After hearing whispers and murmurs of a niche, award-winning ramen place nearby (no, not Kajikan), my friends and I made our way to Toki Underground to investigate the rumors. Upon our arrival, we were greeted with friendly smiles, along with an artsy and modern atmosphere: a ceiling covered with broken skateboard pieces, a glass shelf encompassing model cars, a wall enriched with seemingly random photos, low-hanging lights streaming across the polished wooden surface bar and baby Yoda figurines (bonus points!) nestled between cabinets. The soft lighting, coupled with vibrant embellishments, unexpectedly unveiled a cozy feeling throughout the restaurant. Although the interior of the restaurant is filled with arbitrary decorations, they seamlessly harmonize to create a distinct homey and artsy aura.
Immersed in this atmosphere and mesmerized by its aesthetic, we sat down at the bar and observed the variety of items on the menu, which consisted of classic ramen, such as the Toki Classic Ramen, the Tonkotsu Traditional and the Pork Belly, but also some of their own specialties, such as the Taipei Curry Chicken Ramen and the Ramen with Ribs. Their appetizers sounded equally, or possibly more, appetizing: Root Beer Wings, a variety of Bao Buns, housemade pickles, fried chicken, dumplings and more. After ordering wings and fried chicken for our appetizers, as well as some ramen, we sat in anticipation of our food. When ordering our food, our waiter enthusiastically answered all of our questions and, throughout the meal, checked up on us multiple times, which was greatly appreciated.
Despite our astonishment when initially settling into the ambiance of the restaurant, the glimmer of hope for discovering a new remarkable ramen restaurant diminished as the night went on. The portions were generally of good size, and furthermore, the food was presented beautifully, with each ingredient intentionally placed as if the food were a painting: the egg sliced and sprinkled with spices, the vegetables arranged together artistically, the ramen clustered in a ball and a splash of black vinegar. These attributes all indicated the ramen would be delicious and reach the bar of its previous awards and publicity.
The actual ramen, however, though satisfactory, lacked the array of flavors anticipated and seemingly promised in the bowl. Certainly, the meal was enjoyable, but it was indistinguishable from the average bowl of ramen. The ramen itself was a bit harder than preferred and overcooked; the soup and egg were lukewarm and in general, it needed more flavor. The best part of the ramen was, for me, inarguably, the pork belly, which was tender and given in a relatively large portion.

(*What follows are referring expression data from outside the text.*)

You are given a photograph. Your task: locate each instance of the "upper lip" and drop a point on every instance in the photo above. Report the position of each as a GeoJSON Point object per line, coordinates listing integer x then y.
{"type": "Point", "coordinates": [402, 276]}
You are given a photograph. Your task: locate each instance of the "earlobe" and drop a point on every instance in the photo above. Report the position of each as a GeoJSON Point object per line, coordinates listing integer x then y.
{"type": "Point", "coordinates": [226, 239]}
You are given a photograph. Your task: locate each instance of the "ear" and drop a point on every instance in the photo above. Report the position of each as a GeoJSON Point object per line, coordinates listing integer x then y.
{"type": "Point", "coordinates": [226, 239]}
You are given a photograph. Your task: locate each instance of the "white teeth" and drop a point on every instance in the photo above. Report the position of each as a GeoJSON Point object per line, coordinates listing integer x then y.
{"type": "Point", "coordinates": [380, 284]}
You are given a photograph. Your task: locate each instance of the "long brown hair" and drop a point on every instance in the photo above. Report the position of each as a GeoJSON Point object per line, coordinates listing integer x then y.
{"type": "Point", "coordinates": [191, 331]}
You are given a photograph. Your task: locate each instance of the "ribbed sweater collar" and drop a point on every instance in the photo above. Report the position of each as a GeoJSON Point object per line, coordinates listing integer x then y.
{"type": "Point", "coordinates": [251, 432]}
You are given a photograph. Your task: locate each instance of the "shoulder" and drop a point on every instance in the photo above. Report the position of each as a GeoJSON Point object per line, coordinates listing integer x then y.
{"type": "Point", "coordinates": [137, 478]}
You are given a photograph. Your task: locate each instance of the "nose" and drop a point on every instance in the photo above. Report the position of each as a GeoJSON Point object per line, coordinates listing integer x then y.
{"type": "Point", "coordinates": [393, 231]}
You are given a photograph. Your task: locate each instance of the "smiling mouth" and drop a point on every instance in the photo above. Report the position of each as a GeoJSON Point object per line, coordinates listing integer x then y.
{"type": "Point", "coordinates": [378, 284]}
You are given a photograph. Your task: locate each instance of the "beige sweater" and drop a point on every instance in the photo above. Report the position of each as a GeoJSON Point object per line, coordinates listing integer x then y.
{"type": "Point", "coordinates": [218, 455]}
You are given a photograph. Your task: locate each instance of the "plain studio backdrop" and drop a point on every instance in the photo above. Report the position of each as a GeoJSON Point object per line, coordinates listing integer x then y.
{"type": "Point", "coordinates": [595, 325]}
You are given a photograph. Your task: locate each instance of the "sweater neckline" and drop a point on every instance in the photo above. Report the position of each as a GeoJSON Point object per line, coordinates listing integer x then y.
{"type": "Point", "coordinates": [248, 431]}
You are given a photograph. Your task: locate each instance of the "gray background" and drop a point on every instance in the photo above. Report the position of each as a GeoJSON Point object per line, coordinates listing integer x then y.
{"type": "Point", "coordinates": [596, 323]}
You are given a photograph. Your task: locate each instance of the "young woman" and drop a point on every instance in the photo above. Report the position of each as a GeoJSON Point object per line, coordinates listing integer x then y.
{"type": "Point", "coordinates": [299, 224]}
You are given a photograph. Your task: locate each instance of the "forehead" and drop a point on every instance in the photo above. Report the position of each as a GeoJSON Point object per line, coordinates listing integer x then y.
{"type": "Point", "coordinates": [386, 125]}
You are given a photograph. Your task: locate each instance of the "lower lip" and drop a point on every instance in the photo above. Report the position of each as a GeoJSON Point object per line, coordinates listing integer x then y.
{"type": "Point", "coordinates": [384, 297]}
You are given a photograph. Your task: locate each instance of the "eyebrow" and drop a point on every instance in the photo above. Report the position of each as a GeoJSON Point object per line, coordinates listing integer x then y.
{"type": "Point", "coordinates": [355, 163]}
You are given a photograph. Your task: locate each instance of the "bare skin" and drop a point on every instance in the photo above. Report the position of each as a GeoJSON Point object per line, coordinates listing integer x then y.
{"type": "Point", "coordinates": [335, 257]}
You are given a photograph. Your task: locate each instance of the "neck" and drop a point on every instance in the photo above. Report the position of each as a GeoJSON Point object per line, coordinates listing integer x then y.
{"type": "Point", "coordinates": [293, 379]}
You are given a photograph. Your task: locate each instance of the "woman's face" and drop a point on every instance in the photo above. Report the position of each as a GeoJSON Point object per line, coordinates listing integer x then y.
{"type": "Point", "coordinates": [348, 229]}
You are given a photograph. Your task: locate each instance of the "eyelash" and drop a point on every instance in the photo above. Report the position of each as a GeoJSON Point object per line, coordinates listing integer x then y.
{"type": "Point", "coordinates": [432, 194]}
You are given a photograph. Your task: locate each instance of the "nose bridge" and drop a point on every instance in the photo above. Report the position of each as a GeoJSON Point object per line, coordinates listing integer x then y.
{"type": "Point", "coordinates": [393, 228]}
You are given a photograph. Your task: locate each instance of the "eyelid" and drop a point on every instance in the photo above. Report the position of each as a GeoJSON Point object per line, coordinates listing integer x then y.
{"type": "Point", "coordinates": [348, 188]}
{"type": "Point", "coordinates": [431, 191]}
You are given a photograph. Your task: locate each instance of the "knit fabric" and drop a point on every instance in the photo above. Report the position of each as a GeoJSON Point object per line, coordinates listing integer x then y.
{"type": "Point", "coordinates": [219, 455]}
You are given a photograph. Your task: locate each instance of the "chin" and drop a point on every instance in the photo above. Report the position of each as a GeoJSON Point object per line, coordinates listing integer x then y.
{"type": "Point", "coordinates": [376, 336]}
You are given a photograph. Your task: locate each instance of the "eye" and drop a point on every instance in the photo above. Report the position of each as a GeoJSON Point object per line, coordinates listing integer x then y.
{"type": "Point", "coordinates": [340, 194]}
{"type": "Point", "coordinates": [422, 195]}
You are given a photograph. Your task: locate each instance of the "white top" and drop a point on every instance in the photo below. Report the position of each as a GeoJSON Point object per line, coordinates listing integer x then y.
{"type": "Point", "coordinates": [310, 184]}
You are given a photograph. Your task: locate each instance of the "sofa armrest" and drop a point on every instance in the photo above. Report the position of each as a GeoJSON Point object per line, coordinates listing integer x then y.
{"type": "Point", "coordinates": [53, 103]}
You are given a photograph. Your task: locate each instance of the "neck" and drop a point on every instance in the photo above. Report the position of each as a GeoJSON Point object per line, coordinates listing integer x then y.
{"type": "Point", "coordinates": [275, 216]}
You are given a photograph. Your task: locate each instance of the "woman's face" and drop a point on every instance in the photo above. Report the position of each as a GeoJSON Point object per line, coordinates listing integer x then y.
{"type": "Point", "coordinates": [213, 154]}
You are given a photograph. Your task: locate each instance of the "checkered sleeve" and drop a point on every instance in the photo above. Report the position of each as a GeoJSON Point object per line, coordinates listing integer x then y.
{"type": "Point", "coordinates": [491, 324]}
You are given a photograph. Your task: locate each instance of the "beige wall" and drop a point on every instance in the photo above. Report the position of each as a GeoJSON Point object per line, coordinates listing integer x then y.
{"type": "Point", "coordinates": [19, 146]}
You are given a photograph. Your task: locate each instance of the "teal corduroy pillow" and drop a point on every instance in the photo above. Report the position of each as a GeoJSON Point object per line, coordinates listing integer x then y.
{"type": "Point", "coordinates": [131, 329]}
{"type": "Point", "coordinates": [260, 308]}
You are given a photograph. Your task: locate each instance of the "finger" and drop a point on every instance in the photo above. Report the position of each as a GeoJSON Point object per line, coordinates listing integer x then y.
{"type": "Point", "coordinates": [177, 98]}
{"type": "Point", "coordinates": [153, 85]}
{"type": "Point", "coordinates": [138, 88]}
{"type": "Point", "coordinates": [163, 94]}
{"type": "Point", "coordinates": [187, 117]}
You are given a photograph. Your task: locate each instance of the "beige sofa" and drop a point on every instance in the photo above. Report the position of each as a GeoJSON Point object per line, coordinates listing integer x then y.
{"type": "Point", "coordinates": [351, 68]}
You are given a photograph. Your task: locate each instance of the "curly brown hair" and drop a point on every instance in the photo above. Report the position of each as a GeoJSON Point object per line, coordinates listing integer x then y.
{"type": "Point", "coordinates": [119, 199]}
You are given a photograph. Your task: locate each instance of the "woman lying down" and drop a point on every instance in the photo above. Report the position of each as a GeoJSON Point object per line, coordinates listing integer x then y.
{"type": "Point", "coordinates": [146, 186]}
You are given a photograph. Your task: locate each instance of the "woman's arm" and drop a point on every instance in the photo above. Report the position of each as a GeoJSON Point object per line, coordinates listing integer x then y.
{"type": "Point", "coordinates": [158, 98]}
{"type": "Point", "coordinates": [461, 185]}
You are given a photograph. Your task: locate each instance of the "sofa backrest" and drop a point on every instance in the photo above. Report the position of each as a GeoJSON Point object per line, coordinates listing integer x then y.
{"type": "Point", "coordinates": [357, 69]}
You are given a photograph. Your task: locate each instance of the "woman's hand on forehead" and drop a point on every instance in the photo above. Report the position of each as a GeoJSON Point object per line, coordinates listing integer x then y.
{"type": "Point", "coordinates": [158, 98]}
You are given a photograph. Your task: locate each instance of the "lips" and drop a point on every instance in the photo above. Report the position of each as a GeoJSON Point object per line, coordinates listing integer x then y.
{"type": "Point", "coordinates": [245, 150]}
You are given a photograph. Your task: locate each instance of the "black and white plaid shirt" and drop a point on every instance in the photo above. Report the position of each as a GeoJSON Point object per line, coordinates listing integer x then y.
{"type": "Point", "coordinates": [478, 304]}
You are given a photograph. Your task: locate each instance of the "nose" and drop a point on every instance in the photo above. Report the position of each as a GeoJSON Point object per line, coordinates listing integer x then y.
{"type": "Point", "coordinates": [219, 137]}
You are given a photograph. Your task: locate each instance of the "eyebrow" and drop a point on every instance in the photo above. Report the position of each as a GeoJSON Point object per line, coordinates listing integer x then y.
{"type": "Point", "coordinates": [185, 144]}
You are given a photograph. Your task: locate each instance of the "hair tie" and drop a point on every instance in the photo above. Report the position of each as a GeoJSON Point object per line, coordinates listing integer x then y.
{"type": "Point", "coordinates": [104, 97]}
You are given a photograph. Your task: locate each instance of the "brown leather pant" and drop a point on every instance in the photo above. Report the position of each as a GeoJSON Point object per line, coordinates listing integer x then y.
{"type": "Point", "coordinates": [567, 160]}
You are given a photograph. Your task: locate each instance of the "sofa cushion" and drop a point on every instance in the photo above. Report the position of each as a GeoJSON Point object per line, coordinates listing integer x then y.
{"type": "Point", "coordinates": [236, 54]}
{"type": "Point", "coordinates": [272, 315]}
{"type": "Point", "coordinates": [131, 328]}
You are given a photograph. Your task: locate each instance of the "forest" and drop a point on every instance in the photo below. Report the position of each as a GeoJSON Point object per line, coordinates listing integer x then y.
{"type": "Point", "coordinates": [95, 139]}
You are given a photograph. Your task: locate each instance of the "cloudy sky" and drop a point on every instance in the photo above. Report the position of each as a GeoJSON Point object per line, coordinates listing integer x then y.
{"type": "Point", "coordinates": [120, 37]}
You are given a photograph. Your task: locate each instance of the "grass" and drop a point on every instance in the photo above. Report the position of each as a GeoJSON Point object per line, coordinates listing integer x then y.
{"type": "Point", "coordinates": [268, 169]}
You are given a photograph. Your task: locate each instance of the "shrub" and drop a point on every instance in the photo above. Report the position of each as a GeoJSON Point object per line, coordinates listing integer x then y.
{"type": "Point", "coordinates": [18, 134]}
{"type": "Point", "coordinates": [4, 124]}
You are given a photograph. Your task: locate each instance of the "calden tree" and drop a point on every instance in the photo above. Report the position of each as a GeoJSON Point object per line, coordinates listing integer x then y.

Conversely, the bowl with ribs was slightly off-putting; the texture and flavor of the ribs simply did not compliment the ramen. Moreover, each bowl was at least $17 dollars, with some upwards of $20, and this perhaps holds part of my aversion to returning to Toki Underground. Despite the underwhelming sensation of the ramen, the fried chicken appetizer, embellished with flavor and crispiness, was delicious, and maybe ultimately set too high of a tone for the ramen itself.
Most, if not all, Hopkins students are familiar with our beloved ramen place bordering our campus, Kajiken. Kajiken’s ramen is not only significantly cheaper ($13-$15), but my friends and I unanimously agreed that we liked the ramen at Kajiken better than at Toki Underground. Perhaps part of this bias stems from the sense of comfort Kajiken brings — past memories, a mere two-minute walk and the surrounding of Hopkins students — and exploring more of Toki Undgeround would likely come with finding more flavors seemingly suited for us; yet, from the texture and quality of Kajiken’s ramen to its affordable prices, I am not sure Toki Underground can truly compete with our old standby.
No aspect of Toki Underground’s ramen was truly unforgettable and, consequently, would not drive me to distinctively choose their ramen over other local ramen places. Ultimately, good nearby Baltimore ramen exists and is definitely enjoyable. Furthermore, it is recommended for a quick outing in an effort to escape the Homewood campus for a couple of hours. But perhaps the real lesson to be learned is that Kajikan is irreplaceable.